I recognized I had a void in my life when I turned 25. Even though I couldn't understand why it was there, it felt like a weight on my chest constricting my breath from fully escaping. The more I focused on it, the more I suspected something was missing from my life became.
But what was missing? I spent five years and countless dollars on that very question. I call that five-year span of life my "possible void-fillers" phase.
I felt like I was running from day to day with my arms out grabbing onto anything that moved me. Thinking, "Maybe this will make the whole in my heart go away."
I had two different full-time jobs during that phase. I was a content developer for a website and a public relations specialist at a marketing firm. They both presented me with new challenges. And while I'm able to recognize that they both play a role in who I am today and how I run Severson Sisters, neither one of them really filled the void in my life.
At some point I realized that the void was related to the fact that I didn't know what my true calling was in life. Since I didn't know how to figure out what I was supposed to do with my life, I set out on a mission to test out new hobbies.
I made a deal with myself during those five years. I would try anything once. And if I loved it, I'd continue exploring it and let whatever was supposed to unfold... unfold.
I hoped that a new hobby would spark something deep within my soul and lead me to my true calling. I had no idea what I was looking for. I just knew something had to change in order to make that void disappear.
I started this phase of my life in the most logical place I could think of -- the bookstore. I visited a new bookstore every weekend. I would walk the aisles starring at colorful covers and wait for something -- ANYTHING -- to catch my eye. For some reason, I didn't turn to self-help books. I turned to DIY, hobby, travel or biographies. I felt like I had to experience a shift in my life by doing things.
The problem with my action plan was me. I'm an all-or-nothing kinda lady. If I like something, I become obsessed with it and it becomes my everything. When something hooked onto me, I didn't just jump on the bandwagon, I became the captain for the wagon. (This is why I'm actually really good at public relations!)
To sum up my five-year possible void-fillers experiment, here is a list of hobbies I picked up along the way to finding my true calling:
• Horse-back riding.
• Painting.
• Non-fiction writing.
• Scrapbooking.
• Feng Shui.
• Event planning.
• Interior designing.
• A raw food diet.
• Hot yoga.
All of these hobbies brought me happiness. And every one of those bandwagons brought me closer to finding my true calling because they introduced me to new people and beautiful moments.
Right before my 30th birthday a friend of mine I met at hot yoga asked me if I doing yoga for spiritual reasons. It took me a while to answer because I didn't really understand it.

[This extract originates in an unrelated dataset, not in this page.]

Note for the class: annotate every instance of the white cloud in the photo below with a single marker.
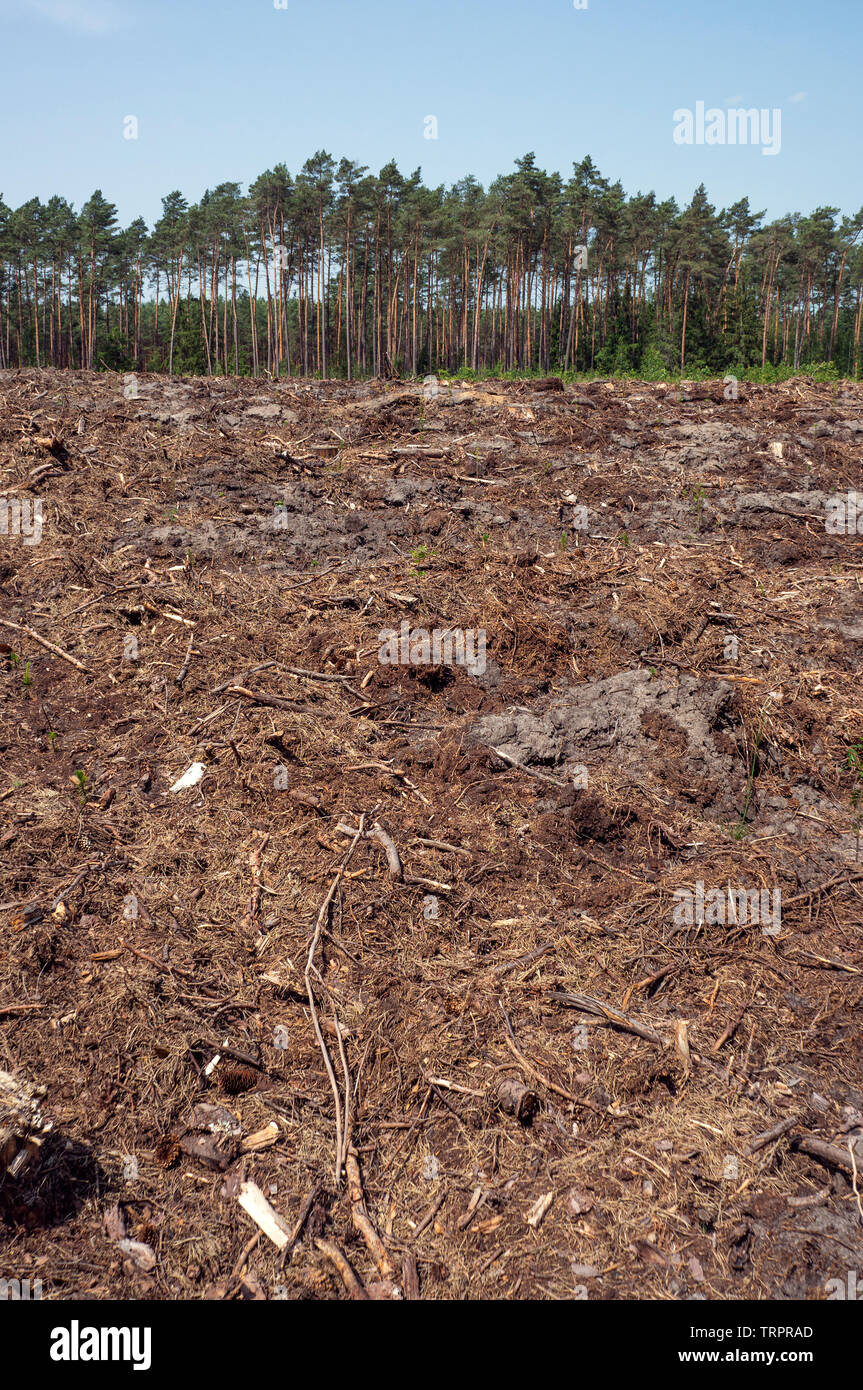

"Well, I'm searching for answers to my life so, yeah I guess I'm here for spiritual reasons," I said.
That one simple conversation stayed with me the entire day. I ended up at a bookstore for hours that night. I dug into books. I researched teachers.
Like everything else in my life, my quest to understanding my own spirituality became my everything!
I stopped moving, doing, or forcing, my life to unfold. I learned how to meditate. I changed the way I spoke about everything. I stopped using words like need or want. I created dream boards for the things I welcomed into my life.
I was in meditation one morning and something shifted deep within my soul. That was the morning I came face-to-face with my void.
In meditation I heard, "There was never anything missing from my life to begin with."
I remember that meditation session vividly because it was the first time I felt totally whole. And to be honest, a little electric!
I just had to learn how unleash my own light and let it pour out onto my own path.
Bandwagons are fun. All of mine introduced me to great people and opened me up to new experiences.
It took me many bandwagons to understand that answers to my life are within and nowhere else.
Allowing my own light to shine is a practice I commit to every day. And I know the day I find a "shine your light" bandwagon, I'll totally take on the captain position.